How to write a simple callback function?

Question

Python 2.7.10

I wrote the following code to test a simple callback function.

def callback(a, b):
    print('Sum = {0}'.format(a+b))

def main(callback=None):
    print('Add any two digits.')
    if callback != None:
        callback

main(callback(1, 2))

I receive this when I execute it:

Sum = 3
Add any two digits.

Why Add any two digits is after Sum = 3? I guess it is because the callback function executes first. How to execute the callback function after all other code in main() executed?

Answer 1

In this code

if callback != None:
    callback

callback on its own doesn't do anything; it accepts parameters - def callback(a, b):

The fact that you did callback(1, 2) first will call that function, thereby printing Sum = 3, and then main() gets called with the result of the callback function, which is printing the second line

Since callback returns no explicit value, it is returned as None.

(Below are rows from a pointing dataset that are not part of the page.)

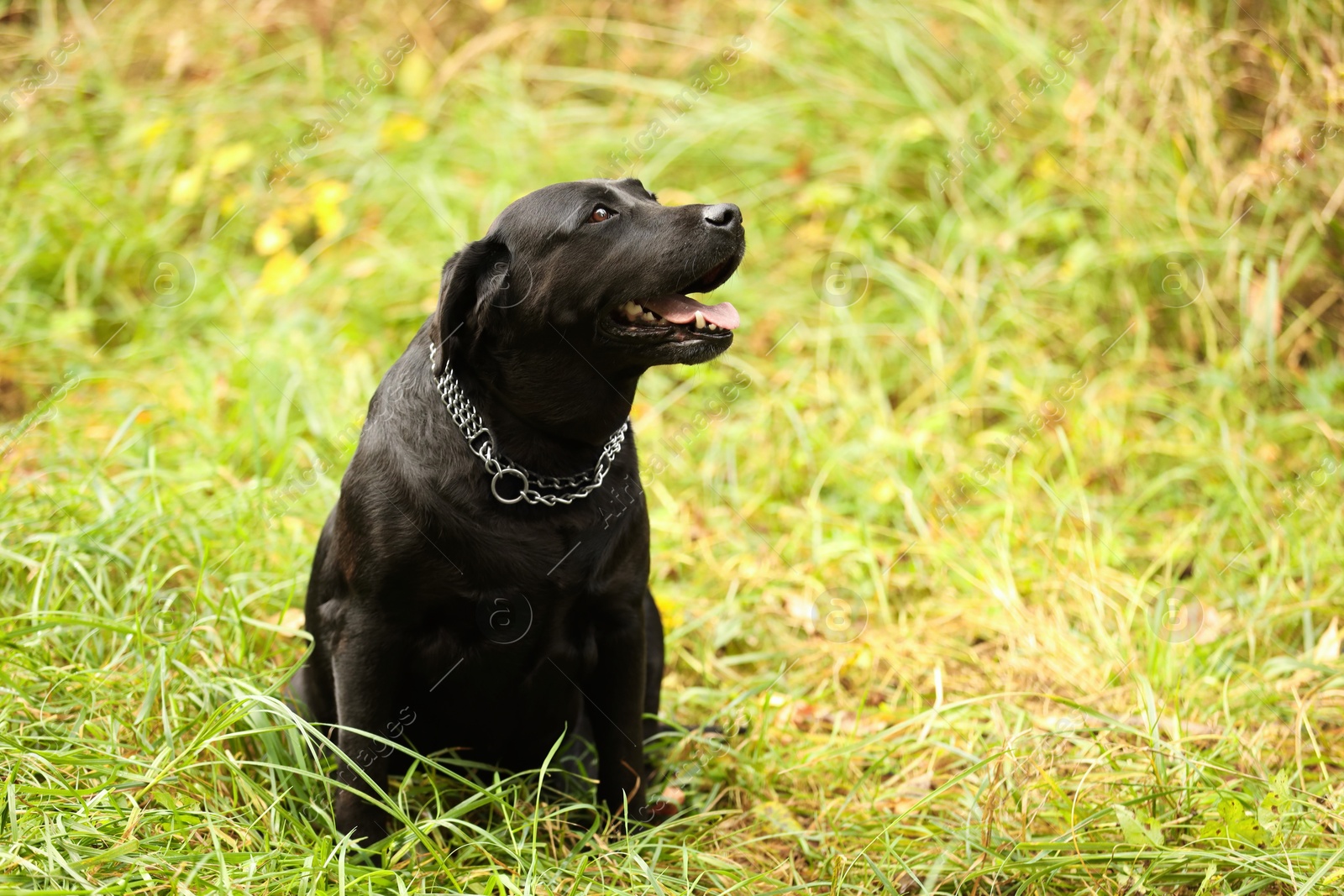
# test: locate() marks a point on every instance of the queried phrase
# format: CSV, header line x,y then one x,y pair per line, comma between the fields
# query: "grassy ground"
x,y
1011,524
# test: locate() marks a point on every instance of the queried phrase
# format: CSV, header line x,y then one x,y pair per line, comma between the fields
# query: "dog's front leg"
x,y
616,705
366,694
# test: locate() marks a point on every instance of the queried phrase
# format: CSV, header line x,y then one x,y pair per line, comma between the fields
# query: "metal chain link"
x,y
479,438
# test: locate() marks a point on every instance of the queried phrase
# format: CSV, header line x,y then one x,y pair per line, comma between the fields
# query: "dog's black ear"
x,y
470,280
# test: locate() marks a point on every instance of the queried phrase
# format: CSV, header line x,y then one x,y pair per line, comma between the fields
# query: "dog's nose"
x,y
722,215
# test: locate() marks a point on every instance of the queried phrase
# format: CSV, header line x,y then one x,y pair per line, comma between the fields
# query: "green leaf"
x,y
1139,826
1236,824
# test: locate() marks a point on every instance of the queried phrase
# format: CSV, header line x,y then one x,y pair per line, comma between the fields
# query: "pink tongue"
x,y
680,309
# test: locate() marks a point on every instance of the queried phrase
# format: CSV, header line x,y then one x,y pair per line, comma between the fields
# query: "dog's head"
x,y
600,266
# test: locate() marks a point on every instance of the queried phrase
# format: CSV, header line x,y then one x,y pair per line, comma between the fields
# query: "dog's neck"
x,y
548,409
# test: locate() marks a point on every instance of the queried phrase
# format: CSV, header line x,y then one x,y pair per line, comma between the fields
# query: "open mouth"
x,y
679,316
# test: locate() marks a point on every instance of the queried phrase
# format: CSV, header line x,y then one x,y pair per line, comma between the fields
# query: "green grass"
x,y
1012,457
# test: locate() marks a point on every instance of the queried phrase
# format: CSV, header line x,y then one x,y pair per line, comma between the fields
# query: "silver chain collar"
x,y
566,488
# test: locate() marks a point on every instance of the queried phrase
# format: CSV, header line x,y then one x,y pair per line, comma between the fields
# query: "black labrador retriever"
x,y
483,580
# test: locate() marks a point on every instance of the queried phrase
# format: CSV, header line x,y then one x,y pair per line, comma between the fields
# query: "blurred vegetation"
x,y
1019,550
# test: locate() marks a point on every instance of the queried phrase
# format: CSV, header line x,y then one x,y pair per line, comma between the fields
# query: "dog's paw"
x,y
360,821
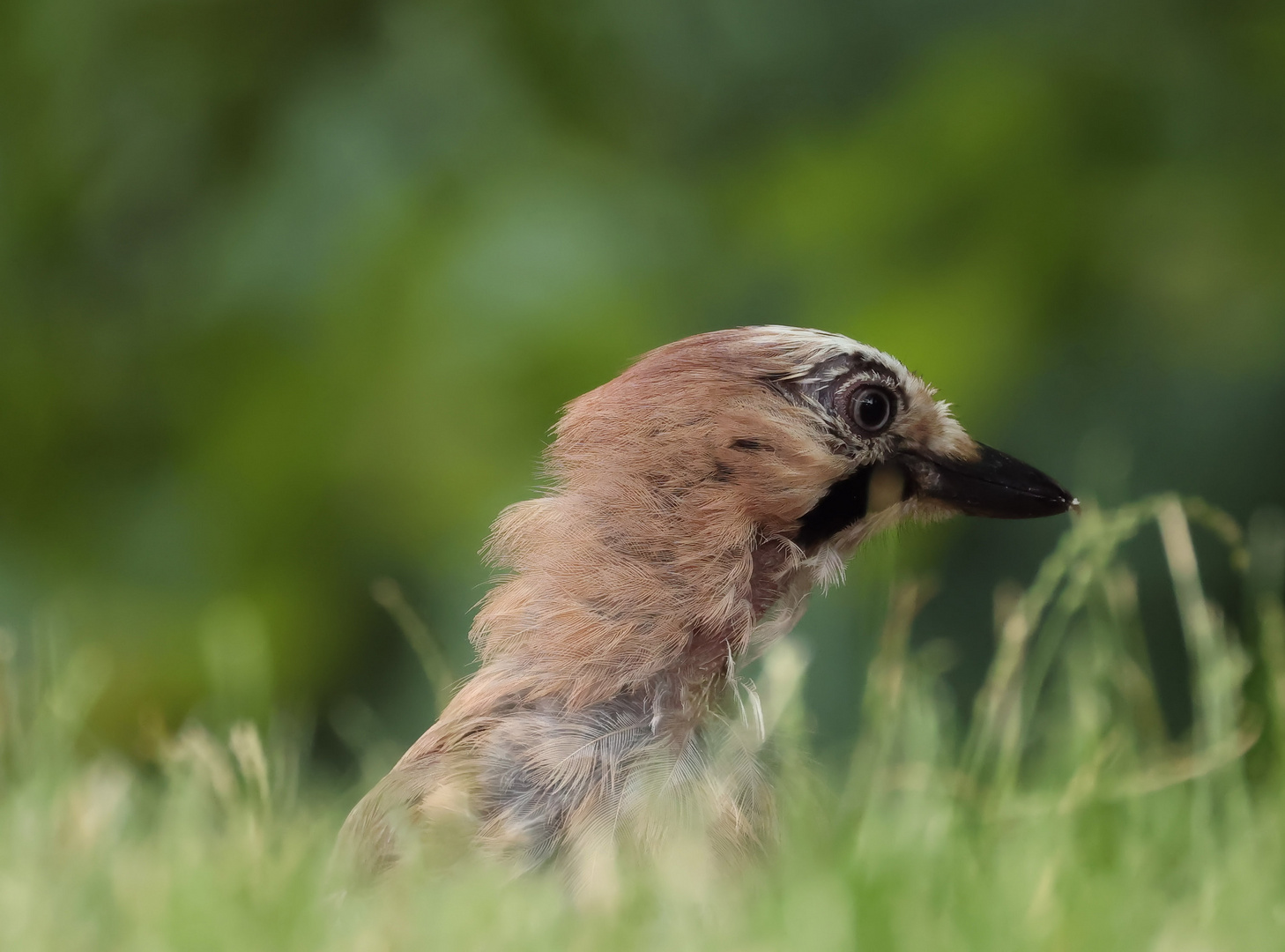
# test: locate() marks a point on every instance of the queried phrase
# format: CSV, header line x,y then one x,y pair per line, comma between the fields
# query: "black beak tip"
x,y
993,485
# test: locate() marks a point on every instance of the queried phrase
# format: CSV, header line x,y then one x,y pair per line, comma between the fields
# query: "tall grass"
x,y
1059,817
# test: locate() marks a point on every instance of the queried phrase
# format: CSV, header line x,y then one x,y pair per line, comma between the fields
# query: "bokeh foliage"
x,y
289,294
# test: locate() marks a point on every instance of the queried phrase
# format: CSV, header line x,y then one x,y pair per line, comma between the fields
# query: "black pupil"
x,y
873,409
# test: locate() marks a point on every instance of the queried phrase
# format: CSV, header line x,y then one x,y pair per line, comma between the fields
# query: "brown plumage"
x,y
694,502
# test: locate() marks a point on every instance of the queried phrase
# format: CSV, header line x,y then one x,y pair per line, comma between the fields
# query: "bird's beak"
x,y
991,483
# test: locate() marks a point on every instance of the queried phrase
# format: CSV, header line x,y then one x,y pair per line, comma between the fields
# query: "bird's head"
x,y
813,435
718,477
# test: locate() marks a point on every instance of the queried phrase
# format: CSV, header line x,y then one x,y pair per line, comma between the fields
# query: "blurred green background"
x,y
291,294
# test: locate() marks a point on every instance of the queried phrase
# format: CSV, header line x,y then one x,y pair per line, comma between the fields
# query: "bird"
x,y
692,504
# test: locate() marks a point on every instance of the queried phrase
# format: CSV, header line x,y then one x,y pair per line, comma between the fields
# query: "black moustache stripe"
x,y
842,505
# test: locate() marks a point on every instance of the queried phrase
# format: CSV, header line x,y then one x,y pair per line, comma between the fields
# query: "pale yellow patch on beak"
x,y
887,485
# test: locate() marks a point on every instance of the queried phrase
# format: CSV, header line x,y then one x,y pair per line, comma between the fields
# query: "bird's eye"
x,y
872,409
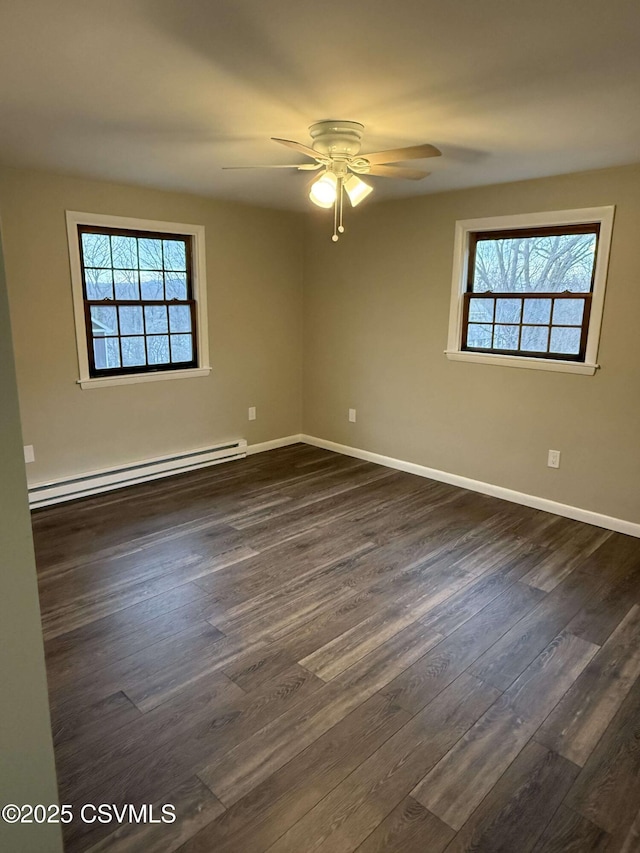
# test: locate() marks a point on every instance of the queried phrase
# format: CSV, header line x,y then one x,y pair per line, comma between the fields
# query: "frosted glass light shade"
x,y
324,191
356,189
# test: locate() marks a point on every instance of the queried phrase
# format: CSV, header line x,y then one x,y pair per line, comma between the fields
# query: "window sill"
x,y
134,378
528,363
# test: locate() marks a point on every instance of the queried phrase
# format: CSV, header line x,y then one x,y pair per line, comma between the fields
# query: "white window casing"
x,y
602,215
199,286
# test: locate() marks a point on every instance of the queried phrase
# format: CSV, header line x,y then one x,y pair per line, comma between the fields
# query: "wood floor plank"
x,y
597,620
576,725
509,657
567,557
459,782
569,832
263,815
631,841
418,684
177,612
194,807
348,815
250,763
607,791
516,811
409,828
72,722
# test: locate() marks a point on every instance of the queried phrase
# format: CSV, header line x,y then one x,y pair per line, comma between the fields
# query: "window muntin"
x,y
140,311
529,291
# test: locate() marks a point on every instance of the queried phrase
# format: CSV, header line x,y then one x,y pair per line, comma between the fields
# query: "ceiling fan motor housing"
x,y
336,138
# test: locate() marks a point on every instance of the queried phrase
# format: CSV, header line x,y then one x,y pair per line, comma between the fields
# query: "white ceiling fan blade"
x,y
297,146
301,166
397,155
397,172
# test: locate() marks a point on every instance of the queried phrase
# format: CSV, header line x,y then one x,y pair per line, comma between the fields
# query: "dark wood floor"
x,y
306,652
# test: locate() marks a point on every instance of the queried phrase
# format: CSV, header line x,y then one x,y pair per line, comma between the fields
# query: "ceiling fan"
x,y
336,150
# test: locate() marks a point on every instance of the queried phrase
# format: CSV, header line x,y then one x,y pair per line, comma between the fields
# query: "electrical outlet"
x,y
553,460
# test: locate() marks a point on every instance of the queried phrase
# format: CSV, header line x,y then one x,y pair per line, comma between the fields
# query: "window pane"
x,y
176,285
181,349
565,341
150,253
479,335
480,310
508,310
505,337
158,349
131,321
180,318
534,338
106,353
537,311
550,264
99,283
568,312
151,285
133,352
96,250
126,284
124,251
175,257
103,321
156,319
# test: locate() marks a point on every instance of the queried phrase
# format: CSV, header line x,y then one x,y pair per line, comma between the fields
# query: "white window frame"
x,y
199,284
601,215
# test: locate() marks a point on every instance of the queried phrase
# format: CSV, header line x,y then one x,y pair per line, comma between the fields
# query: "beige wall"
x,y
376,316
254,271
27,773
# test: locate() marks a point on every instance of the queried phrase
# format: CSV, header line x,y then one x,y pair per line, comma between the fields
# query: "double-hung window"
x,y
529,291
139,296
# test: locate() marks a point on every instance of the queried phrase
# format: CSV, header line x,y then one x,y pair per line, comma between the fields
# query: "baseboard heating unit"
x,y
83,485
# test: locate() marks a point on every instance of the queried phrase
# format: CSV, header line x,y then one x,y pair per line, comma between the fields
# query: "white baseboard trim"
x,y
143,471
273,444
619,525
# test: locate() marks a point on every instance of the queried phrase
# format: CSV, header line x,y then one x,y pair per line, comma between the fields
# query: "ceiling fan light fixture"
x,y
324,191
357,189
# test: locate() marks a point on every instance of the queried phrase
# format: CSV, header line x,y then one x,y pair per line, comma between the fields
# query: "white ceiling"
x,y
166,92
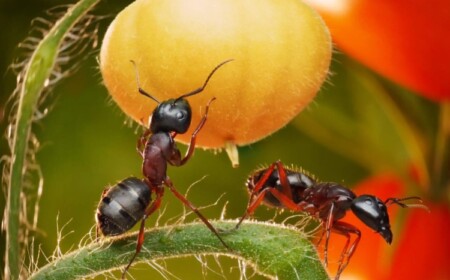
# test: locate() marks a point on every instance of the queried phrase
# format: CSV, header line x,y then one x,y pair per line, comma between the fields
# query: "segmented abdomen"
x,y
122,206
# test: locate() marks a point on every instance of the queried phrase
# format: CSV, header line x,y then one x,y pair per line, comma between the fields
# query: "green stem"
x,y
274,250
38,71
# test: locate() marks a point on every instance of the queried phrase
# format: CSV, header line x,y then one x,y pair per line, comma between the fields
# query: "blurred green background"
x,y
345,135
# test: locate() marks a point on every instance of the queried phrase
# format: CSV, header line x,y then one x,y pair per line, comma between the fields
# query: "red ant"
x,y
123,205
281,187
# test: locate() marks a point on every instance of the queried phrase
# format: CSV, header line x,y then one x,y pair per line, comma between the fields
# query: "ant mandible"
x,y
124,204
281,187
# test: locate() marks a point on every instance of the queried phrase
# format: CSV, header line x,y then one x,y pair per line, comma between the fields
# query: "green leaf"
x,y
275,251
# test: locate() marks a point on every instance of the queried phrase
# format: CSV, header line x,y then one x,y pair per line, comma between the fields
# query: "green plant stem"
x,y
274,250
38,71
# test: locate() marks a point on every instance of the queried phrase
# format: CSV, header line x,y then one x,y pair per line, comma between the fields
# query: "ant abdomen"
x,y
122,206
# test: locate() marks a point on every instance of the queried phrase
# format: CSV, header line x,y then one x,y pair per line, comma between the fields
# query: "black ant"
x,y
123,205
281,187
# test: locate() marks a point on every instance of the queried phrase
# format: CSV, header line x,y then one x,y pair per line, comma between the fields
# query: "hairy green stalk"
x,y
275,251
37,73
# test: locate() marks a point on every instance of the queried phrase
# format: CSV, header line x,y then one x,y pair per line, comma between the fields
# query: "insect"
x,y
281,187
130,201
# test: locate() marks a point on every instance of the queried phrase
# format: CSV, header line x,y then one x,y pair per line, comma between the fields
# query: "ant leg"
x,y
345,229
186,202
328,226
284,180
140,240
252,203
190,150
200,89
141,142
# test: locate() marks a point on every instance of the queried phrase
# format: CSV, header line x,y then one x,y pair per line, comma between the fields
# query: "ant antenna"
x,y
399,201
141,90
200,89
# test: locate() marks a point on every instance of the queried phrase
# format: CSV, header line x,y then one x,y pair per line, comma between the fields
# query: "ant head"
x,y
373,212
171,115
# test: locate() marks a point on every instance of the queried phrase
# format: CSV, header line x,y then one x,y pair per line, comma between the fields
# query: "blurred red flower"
x,y
406,41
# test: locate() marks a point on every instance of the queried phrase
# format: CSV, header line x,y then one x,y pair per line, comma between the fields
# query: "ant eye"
x,y
180,115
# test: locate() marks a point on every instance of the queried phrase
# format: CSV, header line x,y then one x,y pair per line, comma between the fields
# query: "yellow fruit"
x,y
281,52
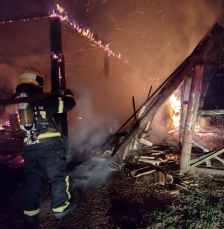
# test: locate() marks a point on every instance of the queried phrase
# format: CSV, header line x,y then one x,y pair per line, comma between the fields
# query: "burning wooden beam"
x,y
155,102
191,118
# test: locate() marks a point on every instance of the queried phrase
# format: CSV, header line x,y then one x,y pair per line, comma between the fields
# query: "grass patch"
x,y
194,208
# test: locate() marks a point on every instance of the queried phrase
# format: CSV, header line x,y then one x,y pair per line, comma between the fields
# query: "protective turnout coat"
x,y
44,151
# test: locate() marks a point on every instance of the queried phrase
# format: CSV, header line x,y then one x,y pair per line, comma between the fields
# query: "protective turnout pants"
x,y
46,158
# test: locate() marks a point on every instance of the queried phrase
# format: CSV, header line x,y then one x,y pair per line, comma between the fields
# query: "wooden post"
x,y
185,91
58,69
106,64
191,118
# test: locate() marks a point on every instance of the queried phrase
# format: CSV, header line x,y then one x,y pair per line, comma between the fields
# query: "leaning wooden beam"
x,y
185,91
204,158
170,86
208,171
210,112
191,118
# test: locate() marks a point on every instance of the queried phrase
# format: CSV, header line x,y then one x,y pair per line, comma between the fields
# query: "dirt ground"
x,y
120,201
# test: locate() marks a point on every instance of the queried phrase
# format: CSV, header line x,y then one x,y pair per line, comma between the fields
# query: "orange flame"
x,y
175,104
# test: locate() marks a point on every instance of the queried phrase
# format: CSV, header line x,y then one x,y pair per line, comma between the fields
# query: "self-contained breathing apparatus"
x,y
31,120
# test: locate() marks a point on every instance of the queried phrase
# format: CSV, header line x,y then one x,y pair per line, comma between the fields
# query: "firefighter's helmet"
x,y
32,76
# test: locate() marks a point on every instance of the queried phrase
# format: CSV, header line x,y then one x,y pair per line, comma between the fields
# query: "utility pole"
x,y
58,69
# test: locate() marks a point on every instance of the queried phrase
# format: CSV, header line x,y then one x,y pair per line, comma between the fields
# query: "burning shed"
x,y
201,77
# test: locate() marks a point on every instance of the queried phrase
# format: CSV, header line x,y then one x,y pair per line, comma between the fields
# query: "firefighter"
x,y
44,150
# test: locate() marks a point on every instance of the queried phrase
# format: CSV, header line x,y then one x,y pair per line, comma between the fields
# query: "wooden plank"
x,y
210,112
191,117
207,158
219,159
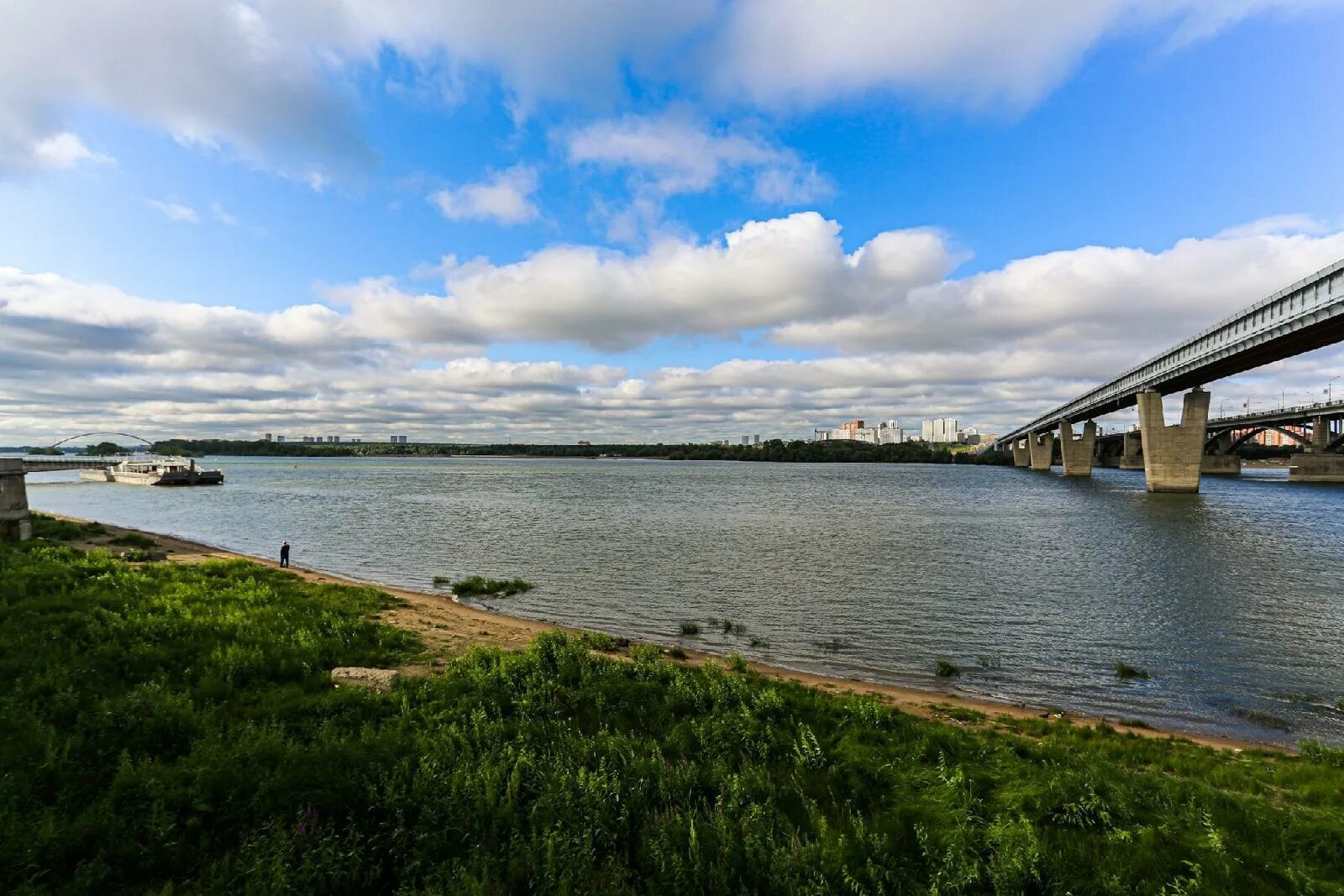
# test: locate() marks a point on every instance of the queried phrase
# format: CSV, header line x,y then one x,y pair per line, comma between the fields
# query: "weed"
x,y
134,540
172,727
1263,719
960,714
476,586
1126,672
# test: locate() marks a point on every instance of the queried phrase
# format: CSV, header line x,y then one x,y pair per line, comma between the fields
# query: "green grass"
x,y
476,586
172,727
49,527
1126,672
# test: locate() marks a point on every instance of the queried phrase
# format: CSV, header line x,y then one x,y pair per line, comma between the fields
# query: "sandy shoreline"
x,y
450,627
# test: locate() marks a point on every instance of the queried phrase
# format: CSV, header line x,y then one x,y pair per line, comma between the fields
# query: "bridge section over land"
x,y
1297,318
15,524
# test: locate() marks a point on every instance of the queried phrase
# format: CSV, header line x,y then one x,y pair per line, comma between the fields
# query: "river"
x,y
1034,584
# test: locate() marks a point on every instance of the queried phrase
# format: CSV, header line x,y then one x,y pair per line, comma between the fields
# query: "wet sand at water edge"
x,y
449,627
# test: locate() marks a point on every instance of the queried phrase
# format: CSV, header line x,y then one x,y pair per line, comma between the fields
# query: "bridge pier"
x,y
1042,449
1221,461
1131,457
15,524
1173,454
1077,453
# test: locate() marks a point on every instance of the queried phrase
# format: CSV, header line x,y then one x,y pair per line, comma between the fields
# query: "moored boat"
x,y
155,470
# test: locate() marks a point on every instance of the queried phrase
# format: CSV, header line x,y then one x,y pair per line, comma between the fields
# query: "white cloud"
x,y
222,215
974,53
506,197
269,80
994,348
674,154
66,150
175,211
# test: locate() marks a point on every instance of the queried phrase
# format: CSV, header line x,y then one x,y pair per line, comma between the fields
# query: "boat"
x,y
155,470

Thus, your code is equivalent to

callback(1, 2)
main()

---

Solution

You could try not calling the function at first and just passing its handle.

def callback(n):
    print("Sum = {}".format(n))

def main(a, b, _callback = None):
    print("adding {} + {}".format(a, b))
    if _callback:
        _callback(a+b)

main(1, 2, callback)

Answer 2

Here's what you wanted to do :

def callback(a, b):
    print('Sum = {0}'.format(a+b))

def main(a,b,f=None):
    print('Add any two digits.')
    if f is not None:
        f(a,b)

main(1, 2, callback)